3. The system of claim 2, wherein the touch input comprises a selection of a first option from a plurality of different options, and

wherein at least one of the plurality of different options corresponds to the correct node.

4. The system of claim 3, wherein the comparison indicates that the first option is at least one of correctly connected to the second node and incorrectly connected to the second node.

5. The system of claim 4, wherein the score indicates that the first option is at least one of correct, a didactic error, and a dialectic error.

6. The system of claim 1, wherein the processor is further configured to execute the instructions to display the score on the touch screen.

7. The system of claim 1, wherein the concept map comprises a hierarchical arrangement of a plurality of nodes comprising the first node and the second node.

8. The system of claim 7, wherein the first node and the second node are on the same level of the concept map.

9. The system of claim 7, wherein the first node and the second node are on different levels of the concept map.

10. The system of claim 7, wherein the score is related to a hierarchical arrangement of the first node and the second node.

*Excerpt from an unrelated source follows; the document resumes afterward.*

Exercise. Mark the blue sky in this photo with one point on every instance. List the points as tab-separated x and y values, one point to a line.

11. The system of claim 1, wherein the concept map related to the question is configured with a plurality of concept maps that are each related to a different level of complexity.

12. A method for educating a user about a subject area, comprising the steps of:

receiving, from a touch screen, an input in response to a question about the subject area, wherein the question is related to a first node of a concept map related to the subject area;

linking, by a system comprising a processor, the input to a second node of the concept map; and

determining, by the system, whether the link provides a correct association in response to the question or an incorrect association in response to the question.

13. The method of claim 12, further comprising the step of displaying, by the processor on the touch screen, a score corresponding to the determination of whether the link provides the correct association in response to the question or the incorrect association in response to the question.

14. The method of claim 13, further comprising the step of storing, by the system, the determination of whether the link provides the correct association in response to the question or the incorrect association in response to the question.

15. The method of claim 14, further comprising the steps of:

analyzing, by the system, a plurality of stored determinations of whether the link provides the correct association in response to the question or the incorrect association in response to the question related to a plurality of users; and

evaluating, by the system, whether the correct association is in line with an accepted association.

16. A method for diagnosing a user's competence about a subject area, comprising the steps of:

receiving, from a touch screen, an input in response to a question about the subject area, wherein the question is related to a first node of a concept map related to the subject area;

linking, by a system comprising a processor, the input to a second node of the concept map; and

scoring, by the system, the user's competence based on a comparison between the link and a correct link in response to the question.

17. The method of claim 16, further comprising the steps of:

providing, by the system, a second question about the subject easier, wherein the second question comprises a lower level of difficulty than the question;

receiving, from the touch screen, a second input in response to the second question;

linking, by the system, the second input to the second node; and

scoring, by the system, the user's competence at the lower level based on a comparison between the link between the second input and the second node and a second correct link in response to the second question.

18. The method of claim 16, further comprising the step of providing, by the system, the question in response to an assumed level of knowledge,

wherein the assumed level of knowledge is determined based on a educational level associated with the user.

19. The method of claim 18, wherein the assumed level of knowledge is determined based on log-in credentials associated with the user.

20. The method of claim 16, further comprising the step of providing, by the system, the score associated with the user's competence on the touch screen.